The competition regulator said the $785 million deal could go ahead, but Z Energy must divest 19 petrol stations and a truck stop to ensure it did not dominate the fuel market.
It imposed no other conditions, although one of the commissioners raised concerns the takeover would reduce price competition.
Commission chair Mark Berry said there was no evidence to suggest there had been any collusion in the market, which would be an illegal activity.
"We've undertaken extensive analysis of this merger and there's no evidence, that we have from that, that would support or justify us engaging in that kind of investigation."
Z Energy will have about half of the national retail petrol market as a result of the tie-up.

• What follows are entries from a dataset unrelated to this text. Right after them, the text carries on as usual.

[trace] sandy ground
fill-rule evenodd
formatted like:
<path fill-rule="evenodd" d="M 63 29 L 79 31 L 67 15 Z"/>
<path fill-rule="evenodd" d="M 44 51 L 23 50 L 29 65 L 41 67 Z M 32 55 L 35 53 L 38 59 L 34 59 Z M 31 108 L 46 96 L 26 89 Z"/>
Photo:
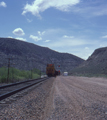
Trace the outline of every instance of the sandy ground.
<path fill-rule="evenodd" d="M 107 79 L 50 78 L 1 108 L 0 120 L 107 120 Z"/>
<path fill-rule="evenodd" d="M 50 98 L 47 120 L 107 120 L 107 79 L 60 76 Z"/>

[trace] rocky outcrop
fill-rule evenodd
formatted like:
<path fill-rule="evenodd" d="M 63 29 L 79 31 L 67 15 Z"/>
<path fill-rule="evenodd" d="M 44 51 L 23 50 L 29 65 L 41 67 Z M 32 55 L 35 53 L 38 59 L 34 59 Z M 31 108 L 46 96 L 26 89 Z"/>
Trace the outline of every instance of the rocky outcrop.
<path fill-rule="evenodd" d="M 0 38 L 0 67 L 8 65 L 8 58 L 11 58 L 11 67 L 23 70 L 37 68 L 42 71 L 45 71 L 47 63 L 55 64 L 56 70 L 70 71 L 84 61 L 72 54 L 59 53 L 33 43 Z"/>
<path fill-rule="evenodd" d="M 73 73 L 107 74 L 107 47 L 96 49 Z"/>

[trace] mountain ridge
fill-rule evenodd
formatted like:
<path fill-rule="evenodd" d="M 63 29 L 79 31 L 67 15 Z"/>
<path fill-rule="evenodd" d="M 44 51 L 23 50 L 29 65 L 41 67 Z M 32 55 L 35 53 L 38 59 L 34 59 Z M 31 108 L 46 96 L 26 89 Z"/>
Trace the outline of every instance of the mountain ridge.
<path fill-rule="evenodd" d="M 56 69 L 70 71 L 84 60 L 69 54 L 60 53 L 47 47 L 20 41 L 13 38 L 0 38 L 0 67 L 8 63 L 6 58 L 12 58 L 12 63 L 18 69 L 30 70 L 34 67 L 45 71 L 47 63 L 53 63 Z M 61 68 L 57 66 L 60 65 Z"/>

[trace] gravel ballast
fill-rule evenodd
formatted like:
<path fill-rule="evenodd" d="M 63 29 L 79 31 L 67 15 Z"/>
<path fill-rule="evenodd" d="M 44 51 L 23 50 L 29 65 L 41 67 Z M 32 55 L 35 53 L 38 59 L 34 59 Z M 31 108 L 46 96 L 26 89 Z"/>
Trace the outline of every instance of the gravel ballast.
<path fill-rule="evenodd" d="M 46 100 L 50 95 L 54 78 L 36 85 L 33 89 L 26 91 L 20 99 L 9 105 L 4 104 L 0 110 L 0 120 L 44 120 Z M 0 104 L 3 106 L 3 104 Z"/>
<path fill-rule="evenodd" d="M 107 120 L 107 79 L 50 78 L 1 107 L 0 120 Z"/>

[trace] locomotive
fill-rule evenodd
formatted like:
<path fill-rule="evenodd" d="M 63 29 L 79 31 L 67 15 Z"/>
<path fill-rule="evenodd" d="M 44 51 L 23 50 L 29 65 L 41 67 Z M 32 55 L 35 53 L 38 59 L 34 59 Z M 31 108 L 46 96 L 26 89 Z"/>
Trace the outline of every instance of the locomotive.
<path fill-rule="evenodd" d="M 54 64 L 47 64 L 46 74 L 48 77 L 56 77 L 57 75 L 60 75 L 60 71 L 55 70 Z"/>

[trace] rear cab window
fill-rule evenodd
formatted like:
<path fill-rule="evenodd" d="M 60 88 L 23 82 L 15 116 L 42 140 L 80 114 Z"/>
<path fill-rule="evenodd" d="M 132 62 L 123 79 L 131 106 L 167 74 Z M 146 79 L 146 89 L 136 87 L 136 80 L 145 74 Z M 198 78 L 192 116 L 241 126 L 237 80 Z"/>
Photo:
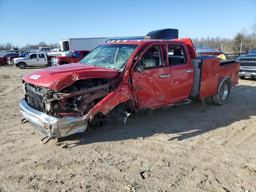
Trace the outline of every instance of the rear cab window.
<path fill-rule="evenodd" d="M 186 52 L 181 45 L 168 45 L 168 61 L 170 66 L 187 63 Z"/>
<path fill-rule="evenodd" d="M 136 67 L 144 66 L 144 69 L 162 67 L 165 65 L 166 48 L 164 45 L 154 45 L 147 49 L 138 62 Z M 163 52 L 165 52 L 162 54 Z"/>
<path fill-rule="evenodd" d="M 36 56 L 36 54 L 31 54 L 29 57 L 30 59 L 37 58 L 37 56 Z"/>
<path fill-rule="evenodd" d="M 42 53 L 39 53 L 38 54 L 39 58 L 44 58 L 44 54 Z"/>

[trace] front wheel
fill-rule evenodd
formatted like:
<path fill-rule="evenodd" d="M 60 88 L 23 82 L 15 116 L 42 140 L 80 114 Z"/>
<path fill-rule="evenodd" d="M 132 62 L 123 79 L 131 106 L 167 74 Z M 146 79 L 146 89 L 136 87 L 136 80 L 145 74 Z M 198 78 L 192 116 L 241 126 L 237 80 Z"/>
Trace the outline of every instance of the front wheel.
<path fill-rule="evenodd" d="M 223 105 L 228 102 L 230 94 L 231 85 L 228 79 L 226 79 L 222 83 L 219 92 L 212 96 L 213 103 L 216 105 Z"/>
<path fill-rule="evenodd" d="M 20 63 L 19 64 L 19 67 L 20 69 L 24 69 L 26 67 L 26 64 L 24 63 Z"/>

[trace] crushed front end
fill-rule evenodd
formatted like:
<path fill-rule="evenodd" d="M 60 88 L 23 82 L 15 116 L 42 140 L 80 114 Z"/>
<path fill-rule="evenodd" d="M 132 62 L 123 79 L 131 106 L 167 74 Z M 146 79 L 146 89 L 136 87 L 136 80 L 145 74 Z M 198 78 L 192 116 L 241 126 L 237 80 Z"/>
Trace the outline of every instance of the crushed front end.
<path fill-rule="evenodd" d="M 58 138 L 83 132 L 88 112 L 114 88 L 110 80 L 78 80 L 58 93 L 47 88 L 23 84 L 25 97 L 20 102 L 25 118 L 43 136 Z"/>

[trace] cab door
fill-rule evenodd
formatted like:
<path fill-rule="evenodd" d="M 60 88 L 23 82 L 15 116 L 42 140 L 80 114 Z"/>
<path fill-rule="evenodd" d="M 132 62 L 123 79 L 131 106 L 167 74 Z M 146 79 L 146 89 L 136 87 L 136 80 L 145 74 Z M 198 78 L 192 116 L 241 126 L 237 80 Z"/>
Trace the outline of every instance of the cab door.
<path fill-rule="evenodd" d="M 28 66 L 33 66 L 38 65 L 39 64 L 38 58 L 36 53 L 31 54 L 28 58 L 28 59 L 27 60 Z"/>
<path fill-rule="evenodd" d="M 169 90 L 172 103 L 187 99 L 192 88 L 193 66 L 188 50 L 183 45 L 168 44 L 168 61 L 170 75 Z"/>
<path fill-rule="evenodd" d="M 47 58 L 45 58 L 45 54 L 38 53 L 38 62 L 39 65 L 46 65 L 47 64 Z"/>
<path fill-rule="evenodd" d="M 139 108 L 156 108 L 169 102 L 170 74 L 166 55 L 165 44 L 154 44 L 144 50 L 135 62 L 132 87 Z M 140 66 L 144 68 L 142 71 Z"/>

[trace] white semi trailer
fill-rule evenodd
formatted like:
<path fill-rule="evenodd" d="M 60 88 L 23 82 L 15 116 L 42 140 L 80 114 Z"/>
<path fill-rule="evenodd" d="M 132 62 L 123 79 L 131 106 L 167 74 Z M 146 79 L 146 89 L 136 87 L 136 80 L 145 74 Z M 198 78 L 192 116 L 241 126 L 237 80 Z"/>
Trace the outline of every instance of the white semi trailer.
<path fill-rule="evenodd" d="M 144 36 L 119 37 L 100 37 L 96 38 L 69 38 L 60 41 L 61 51 L 74 50 L 91 51 L 109 40 L 144 39 Z"/>

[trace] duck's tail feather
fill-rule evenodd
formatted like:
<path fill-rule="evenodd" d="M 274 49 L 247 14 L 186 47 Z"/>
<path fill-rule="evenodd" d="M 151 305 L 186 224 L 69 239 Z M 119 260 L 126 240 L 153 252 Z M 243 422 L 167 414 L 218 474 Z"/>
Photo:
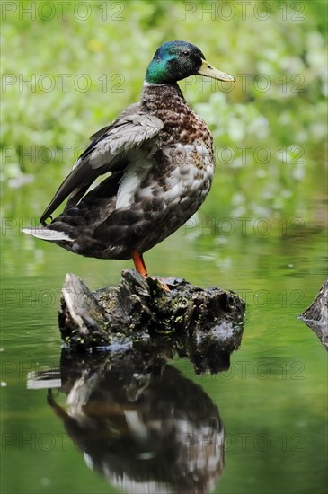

Chief executive Mike Bennetts said the company would need time to assess the financial implications of selling off the petrol stations and truck stop. But there was interest in the company's assets and it "won't be in a situation where we are a distressed seller, at all".
Mr Bennetts said Caltex would continue to operate as a separate identity, while behind the scenes there would be savings of about $25-$30m from IT efficiencies and cost-cutting.
The deal would be funded by a mix of cash and debt.
Caltex's American owners, Chevron, put its local assets up for sale last year as part of a worldwide plan to sell non-core assets.